Être à l’heure du jour et de la nuit.

Nous avons de la chance. Nous ne sommes pas seuls nous tenant encore ensemble pour passer ces temps très spéciaux de désordre et de pauvreté, cette déroute mondiale à de nombreux niveaux. Nous ne sommes pas emportés par des torrents de boue ou des tsunamis, par des bombardements liés à ces guerres fratricides démentielles qui obligent les peuples à des migrations, ou à prendre les armes pour essayer de sauver quelque chose de leurs pays, nous pouvons encore voir de temps en temps nos enfants malgré l’éloignement, et ceux-ci arrivent à vivre de façon tout à fait correctement et digne, en correspondance avec leurs idéaux. Ce qui n’occasionne pas de conflits entre eux et nous. Nous n’avons pas perdu, ni perverti notre art pour gagner de l’argent, nous avons conservé la ligne de nos sentiments et de nos idées sans concéder à des modes ou à des tendances qui nous sont étrangères, ce qui nous semblerait trahir l’esprit créateur qui nous anime, pour obéir à des diktats de la pensée extérieure à la notre. Nous aurions été dépossédés de nous-mêmes si nous avions concédé à cela, pour nous inscrire dans les courants officiels. Bien sûr le revers est que nous nous retrouvons en marge ou laissés sur la touche, n’existant pratiquement pas, si exister veut dire exister aux yeux du monde.

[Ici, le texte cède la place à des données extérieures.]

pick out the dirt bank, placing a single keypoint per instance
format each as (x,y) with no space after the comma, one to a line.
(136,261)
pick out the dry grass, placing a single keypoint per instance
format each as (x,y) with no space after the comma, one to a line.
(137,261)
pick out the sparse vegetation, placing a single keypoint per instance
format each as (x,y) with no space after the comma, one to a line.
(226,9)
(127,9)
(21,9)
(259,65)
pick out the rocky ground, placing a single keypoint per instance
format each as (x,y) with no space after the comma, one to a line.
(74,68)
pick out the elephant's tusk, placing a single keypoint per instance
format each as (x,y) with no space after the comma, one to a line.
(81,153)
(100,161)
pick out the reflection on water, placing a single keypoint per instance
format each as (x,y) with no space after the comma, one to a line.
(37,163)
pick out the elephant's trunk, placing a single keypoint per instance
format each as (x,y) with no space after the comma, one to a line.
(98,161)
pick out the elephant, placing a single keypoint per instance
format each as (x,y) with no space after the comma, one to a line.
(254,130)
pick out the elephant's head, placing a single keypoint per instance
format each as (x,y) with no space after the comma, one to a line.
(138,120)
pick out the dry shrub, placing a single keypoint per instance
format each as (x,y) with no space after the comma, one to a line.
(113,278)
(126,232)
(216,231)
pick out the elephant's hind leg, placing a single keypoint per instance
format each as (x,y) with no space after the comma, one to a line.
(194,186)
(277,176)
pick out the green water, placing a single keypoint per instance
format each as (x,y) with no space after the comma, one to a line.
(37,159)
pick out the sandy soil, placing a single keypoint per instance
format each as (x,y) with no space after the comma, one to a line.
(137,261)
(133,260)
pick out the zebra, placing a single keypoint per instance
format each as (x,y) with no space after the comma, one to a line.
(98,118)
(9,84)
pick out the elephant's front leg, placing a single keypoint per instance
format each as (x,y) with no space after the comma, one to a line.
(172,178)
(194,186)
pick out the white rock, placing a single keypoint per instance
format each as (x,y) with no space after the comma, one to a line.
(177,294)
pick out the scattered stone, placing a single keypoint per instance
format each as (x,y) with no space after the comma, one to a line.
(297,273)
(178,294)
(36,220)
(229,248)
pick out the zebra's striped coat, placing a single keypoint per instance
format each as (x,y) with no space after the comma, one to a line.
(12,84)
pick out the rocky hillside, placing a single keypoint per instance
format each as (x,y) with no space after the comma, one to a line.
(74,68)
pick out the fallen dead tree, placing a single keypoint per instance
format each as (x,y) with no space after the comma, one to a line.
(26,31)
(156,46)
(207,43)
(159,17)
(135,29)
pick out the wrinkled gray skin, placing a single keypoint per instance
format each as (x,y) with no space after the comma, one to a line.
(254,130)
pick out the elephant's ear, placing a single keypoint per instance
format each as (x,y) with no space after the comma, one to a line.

À ce rythme, nombre de grands passèrent inaperçus. Et leurs mots ou leur œuvres de même. La pratique de l’art ayant une mission de catharsis qui nous concerne sans devoir passer par des approbations  douteuses. Tout ceci importe peu, si nous arrivons à être reconnus par nos proches, famille ou amis, et que nul lien n’est brisé, que notre cœur ne l’est pas ou notre tête non plus.

Les orages et les tempêtes nous montrent ce déchaînement possible des éléments. La terre étant prisonnière de son passé, de ces bêtises et monstruosités des actes humains et de leurs pensées interdites. Cela ne coule pas de source, si les eaux sont devenues souillées.

Entre la nature et l’homme il y a des gouffres qui nous séparent. Et de ce fait divisent les hommes entre eux, les hommes des femmes, les générations et les langues, et même au sein des groupes censés être des mêmes opinions, il y a des schismes. Et de nombreuses tueries pour avoir raison.

À ce compte la raison est folle. Le monde gagné par la folie se retire dans son cocon et devient malade sous l’emprise des peurs et des angoisses. Tout se ferme. Tout devient incompréhensible. Le bon sens même n’est pas entendu.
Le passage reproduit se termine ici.